Participants described perceptions of addiction and motivation to quit in terms of the growing harms they experienced from continued use of benzodiazepines. We identified three themes that reflect the nonlinear process and multifaceted consequences which to a “tipping point” where individuals made the decision to seek treatment. Theme one described how benzodiazepine use required increasing mental energy and time, and how participants felt their freedom was restricted by the need to “hunt” for medication. In theme two, participants described facing a crossroads regarding their benzodiazepine use as the effectiveness decreased. Some participants defined addiction in relation to the negative cycle of dose escalation and withdrawal symptoms they experienced, which also motivated them to seek treatment.
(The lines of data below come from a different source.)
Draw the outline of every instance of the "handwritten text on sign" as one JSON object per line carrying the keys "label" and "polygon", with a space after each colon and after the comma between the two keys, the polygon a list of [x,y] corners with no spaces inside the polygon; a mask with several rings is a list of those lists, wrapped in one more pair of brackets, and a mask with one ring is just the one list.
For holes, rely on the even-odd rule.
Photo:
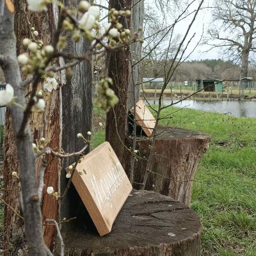
{"label": "handwritten text on sign", "polygon": [[85,156],[72,182],[99,234],[109,233],[132,186],[108,142]]}
{"label": "handwritten text on sign", "polygon": [[[131,112],[134,115],[134,108],[131,109]],[[150,137],[156,125],[156,119],[141,100],[136,103],[135,119],[146,135]]]}

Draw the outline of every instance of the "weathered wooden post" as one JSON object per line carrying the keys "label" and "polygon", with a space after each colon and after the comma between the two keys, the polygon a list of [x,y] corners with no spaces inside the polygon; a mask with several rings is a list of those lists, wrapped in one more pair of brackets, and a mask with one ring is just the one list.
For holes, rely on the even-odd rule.
{"label": "weathered wooden post", "polygon": [[[199,256],[197,214],[169,196],[133,190],[108,235],[70,223],[64,242],[69,256]],[[88,225],[89,226],[89,225]]]}
{"label": "weathered wooden post", "polygon": [[[155,122],[154,116],[142,100],[140,100],[136,106],[137,123],[149,137],[138,136],[136,138],[136,149],[138,154],[134,164],[134,188],[139,189],[146,172],[152,140],[150,137]],[[131,111],[133,113],[132,109]],[[146,189],[168,195],[189,206],[196,168],[208,148],[210,136],[166,127],[159,127],[156,138],[153,168],[148,170],[150,174]],[[128,145],[132,145],[132,138],[127,138],[127,140]],[[131,157],[131,153],[127,152],[125,157]],[[125,162],[125,170],[130,170],[129,163],[129,161]]]}

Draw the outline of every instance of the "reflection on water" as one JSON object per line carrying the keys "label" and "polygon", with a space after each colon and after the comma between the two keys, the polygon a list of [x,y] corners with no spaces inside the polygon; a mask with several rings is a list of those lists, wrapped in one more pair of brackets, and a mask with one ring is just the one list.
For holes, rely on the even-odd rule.
{"label": "reflection on water", "polygon": [[[173,100],[173,102],[178,100]],[[149,100],[153,104],[153,100]],[[164,99],[164,104],[171,104],[170,100]],[[186,100],[174,105],[176,107],[193,108],[206,112],[217,112],[234,116],[256,117],[256,101],[211,101]]]}

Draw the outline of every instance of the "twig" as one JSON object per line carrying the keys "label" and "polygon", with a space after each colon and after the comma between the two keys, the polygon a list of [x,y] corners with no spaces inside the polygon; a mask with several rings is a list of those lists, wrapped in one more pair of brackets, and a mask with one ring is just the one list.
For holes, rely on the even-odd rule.
{"label": "twig", "polygon": [[65,251],[65,244],[63,242],[63,239],[62,239],[61,234],[60,230],[59,225],[58,225],[57,221],[55,220],[49,220],[46,219],[45,221],[48,222],[53,222],[55,225],[57,230],[57,236],[60,239],[61,248],[60,248],[60,256],[64,256],[64,251]]}
{"label": "twig", "polygon": [[9,207],[16,215],[20,217],[21,219],[24,220],[24,218],[22,217],[19,213],[18,213],[13,207],[7,204],[3,198],[0,198],[0,201],[4,203],[8,207]]}

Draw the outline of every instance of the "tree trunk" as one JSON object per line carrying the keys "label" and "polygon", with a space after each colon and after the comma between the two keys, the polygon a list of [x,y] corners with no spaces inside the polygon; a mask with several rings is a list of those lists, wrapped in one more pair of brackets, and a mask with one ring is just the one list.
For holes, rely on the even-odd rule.
{"label": "tree trunk", "polygon": [[[8,5],[7,5],[8,4]],[[22,106],[25,105],[24,92],[20,88],[21,77],[19,72],[19,67],[17,61],[16,56],[16,37],[14,33],[14,11],[13,10],[12,2],[6,1],[4,13],[0,16],[0,56],[1,56],[1,65],[2,66],[5,81],[6,83],[10,83],[12,85],[16,97],[16,102]],[[10,152],[12,151],[12,148],[14,145],[17,145],[17,150],[13,148],[12,152],[15,153],[18,152],[18,157],[13,156],[10,159],[14,161],[14,163],[10,162],[10,158],[7,158],[6,163],[8,166],[4,166],[4,187],[9,187],[8,178],[10,177],[10,173],[13,171],[18,171],[20,181],[20,187],[22,190],[22,194],[20,198],[23,202],[22,214],[26,217],[24,219],[24,227],[26,230],[26,240],[28,245],[28,250],[31,255],[35,256],[46,256],[45,245],[44,243],[43,234],[42,230],[42,212],[40,207],[40,202],[38,199],[37,188],[36,184],[36,170],[35,170],[35,159],[34,152],[32,148],[32,139],[31,131],[28,125],[24,127],[24,134],[18,136],[18,132],[20,127],[22,118],[23,110],[17,106],[11,106],[9,107],[10,111],[7,113],[10,113],[12,116],[12,122],[13,129],[8,135],[10,138],[11,141],[15,141],[13,145],[11,145],[10,148],[5,148],[5,156],[8,156]],[[10,116],[7,116],[6,120],[10,120]],[[9,128],[12,128],[12,125],[10,124]],[[13,131],[14,130],[14,131]],[[13,135],[14,134],[14,135]],[[15,138],[15,139],[14,139]],[[13,169],[13,167],[17,168],[17,163],[19,163],[19,169]],[[12,165],[13,164],[13,165]],[[12,181],[10,182],[11,188],[15,184],[15,182]],[[13,188],[14,189],[19,189],[19,186],[17,186]],[[6,191],[7,192],[7,191]],[[15,191],[16,193],[17,191]],[[17,195],[15,195],[17,196]],[[19,211],[19,197],[14,198],[11,194],[4,195],[4,199],[7,201],[9,205],[12,205],[15,207],[15,209]],[[11,200],[13,200],[13,202]],[[5,209],[5,212],[10,211]],[[10,216],[12,214],[6,214],[6,216]],[[12,215],[14,213],[12,212]],[[19,249],[22,249],[22,243],[20,240],[23,238],[22,232],[20,232],[20,223],[18,223],[17,232],[10,232],[14,226],[14,221],[17,221],[17,218],[10,218],[10,220],[4,220],[6,236],[8,234],[10,236],[10,239],[14,238],[14,241],[16,242],[14,247],[10,244],[6,251],[9,255],[18,255]],[[6,228],[9,228],[7,229]],[[19,239],[20,241],[19,241]],[[6,243],[10,240],[6,239]]]}
{"label": "tree trunk", "polygon": [[[66,4],[75,8],[78,2],[77,0],[70,0],[67,1]],[[31,26],[34,26],[38,31],[38,38],[44,42],[44,45],[51,44],[58,20],[58,10],[54,9],[55,6],[52,6],[52,9],[49,8],[47,12],[35,13],[26,11],[25,13],[22,7],[22,5],[26,6],[25,0],[16,1],[15,4],[16,8],[15,30],[17,37],[17,54],[25,51],[21,42],[23,38],[30,37]],[[30,26],[27,22],[26,17],[31,22]],[[75,47],[70,40],[68,47],[71,51],[74,50],[75,53],[79,54],[84,52],[88,47],[88,44],[84,40],[81,40],[81,42],[76,44]],[[48,146],[55,150],[60,151],[63,148],[65,152],[72,152],[83,148],[83,142],[77,138],[76,134],[79,132],[86,134],[86,132],[92,129],[91,63],[90,62],[81,63],[74,68],[73,72],[73,77],[67,79],[67,81],[65,72],[62,72],[61,74],[56,76],[59,86],[56,90],[52,91],[51,93],[46,92],[47,106],[44,114],[31,115],[29,124],[34,143],[36,140],[44,137],[46,141],[49,141]],[[6,122],[4,147],[4,186],[8,189],[16,189],[19,187],[17,181],[12,177],[12,172],[18,170],[19,164],[12,118],[9,111],[6,113]],[[60,160],[56,157],[50,156],[47,163],[44,179],[45,188],[41,204],[43,221],[47,218],[58,220],[59,215],[58,202],[46,193],[46,188],[52,186],[56,191],[63,192],[67,184],[65,172],[64,170],[61,172]],[[62,163],[63,168],[66,168],[70,163],[74,163],[74,159],[63,161]],[[39,166],[40,163],[36,166],[37,173]],[[60,188],[60,184],[61,188]],[[70,191],[72,191],[71,188]],[[4,195],[6,202],[18,212],[20,209],[19,194],[19,191],[15,190],[6,192]],[[76,204],[79,200],[77,197],[74,198],[73,194],[72,192],[68,192],[67,198],[63,200],[61,206],[68,204],[68,200]],[[61,208],[61,216],[68,217],[74,214],[72,211],[71,212],[70,211],[67,212],[65,211],[65,209],[68,209],[68,206],[69,204],[67,204],[65,208],[64,207]],[[18,255],[19,249],[26,247],[24,244],[25,239],[22,224],[22,221],[17,216],[14,214],[9,207],[5,207],[4,232],[6,234],[4,236],[5,247],[6,249],[11,248],[11,252],[13,255]],[[53,225],[47,225],[44,226],[44,229],[45,244],[52,250],[56,228]],[[10,251],[6,252],[9,253]]]}
{"label": "tree trunk", "polygon": [[[114,8],[120,10],[125,7],[130,10],[131,1],[110,0],[109,9]],[[122,17],[119,22],[122,24],[124,28],[131,27],[131,19],[129,17],[125,20],[125,17]],[[113,85],[111,88],[118,97],[119,102],[113,110],[111,109],[107,114],[106,140],[109,142],[121,164],[123,164],[127,123],[127,90],[131,74],[129,49],[127,47],[123,51],[108,52],[107,54],[108,58],[110,58],[109,74],[113,81]]]}
{"label": "tree trunk", "polygon": [[[131,30],[132,33],[138,31],[139,28],[142,28],[144,19],[144,1],[138,2],[136,0],[132,1]],[[142,44],[136,42],[130,45],[131,58],[134,65],[132,74],[130,74],[129,87],[127,92],[127,111],[133,106],[133,99],[137,102],[140,98],[140,84],[141,80],[141,63],[139,62],[141,58]],[[137,63],[137,64],[136,64]],[[136,65],[134,65],[136,64]]]}
{"label": "tree trunk", "polygon": [[99,237],[81,222],[64,237],[70,256],[199,256],[201,224],[183,204],[152,191],[133,190],[111,233]]}
{"label": "tree trunk", "polygon": [[[132,139],[129,139],[130,145]],[[148,175],[146,189],[168,195],[189,206],[193,180],[198,161],[208,148],[210,136],[198,132],[159,127],[156,135],[152,168]],[[148,158],[150,141],[137,138],[139,150],[134,166],[134,182],[142,183]],[[127,154],[126,157],[131,157]],[[125,170],[129,170],[129,161]],[[135,186],[140,188],[140,186]]]}
{"label": "tree trunk", "polygon": [[[242,78],[247,77],[248,76],[248,60],[249,60],[249,52],[247,51],[243,51],[242,52],[242,63],[240,70],[240,79]],[[244,96],[244,84],[240,81],[239,86],[239,97],[240,99]]]}
{"label": "tree trunk", "polygon": [[[133,6],[132,8],[131,8]],[[110,0],[109,7],[116,10],[132,10],[132,18],[122,17],[120,22],[124,28],[135,31],[142,26],[143,20],[143,1],[139,2],[133,0]],[[131,53],[130,54],[130,51]],[[128,129],[128,112],[133,106],[134,101],[137,102],[140,97],[140,85],[134,86],[141,80],[141,63],[135,65],[133,74],[130,60],[135,63],[140,60],[141,45],[140,43],[134,44],[127,49],[118,52],[110,53],[109,73],[114,84],[111,86],[119,102],[107,114],[106,127],[106,140],[109,141],[116,152],[120,163],[123,164],[126,161],[124,158],[125,149],[125,136]]]}
{"label": "tree trunk", "polygon": [[[65,0],[65,4],[70,9],[76,10],[80,0]],[[67,51],[76,55],[86,52],[91,44],[81,38],[74,44],[70,38],[68,41]],[[85,137],[92,128],[92,61],[82,62],[73,68],[74,76],[67,78],[62,88],[62,148],[65,152],[81,150],[84,147],[83,140],[77,137],[82,133]],[[89,148],[87,152],[89,151]],[[63,159],[61,173],[61,191],[65,191],[68,180],[65,168],[74,163],[77,159]],[[80,197],[72,185],[67,196],[60,204],[60,218],[67,219],[80,214],[79,205],[83,204]]]}

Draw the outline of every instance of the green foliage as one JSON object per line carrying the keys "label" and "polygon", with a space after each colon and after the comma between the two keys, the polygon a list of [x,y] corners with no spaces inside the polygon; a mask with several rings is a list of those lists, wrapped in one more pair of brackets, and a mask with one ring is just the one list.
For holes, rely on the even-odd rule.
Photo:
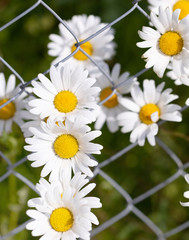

Theme three discusses the ways that benzodiazepines negatively impacted different psychosocial and practical aspects of daily life, including conflicts related to changes in personality and negative impacts on relationships, which resulted in further areas of motivation.
The results suggest that individuals with addiction to benzodiazepines reach the decision to seek treatment both through processes of change over time and through individual factors that act as a tipping point. These motivational factors are of clinical importance in the decision to seek treatment and should be identified by healthcare providers and cultivated in individuals with addiction to benzodiazepines.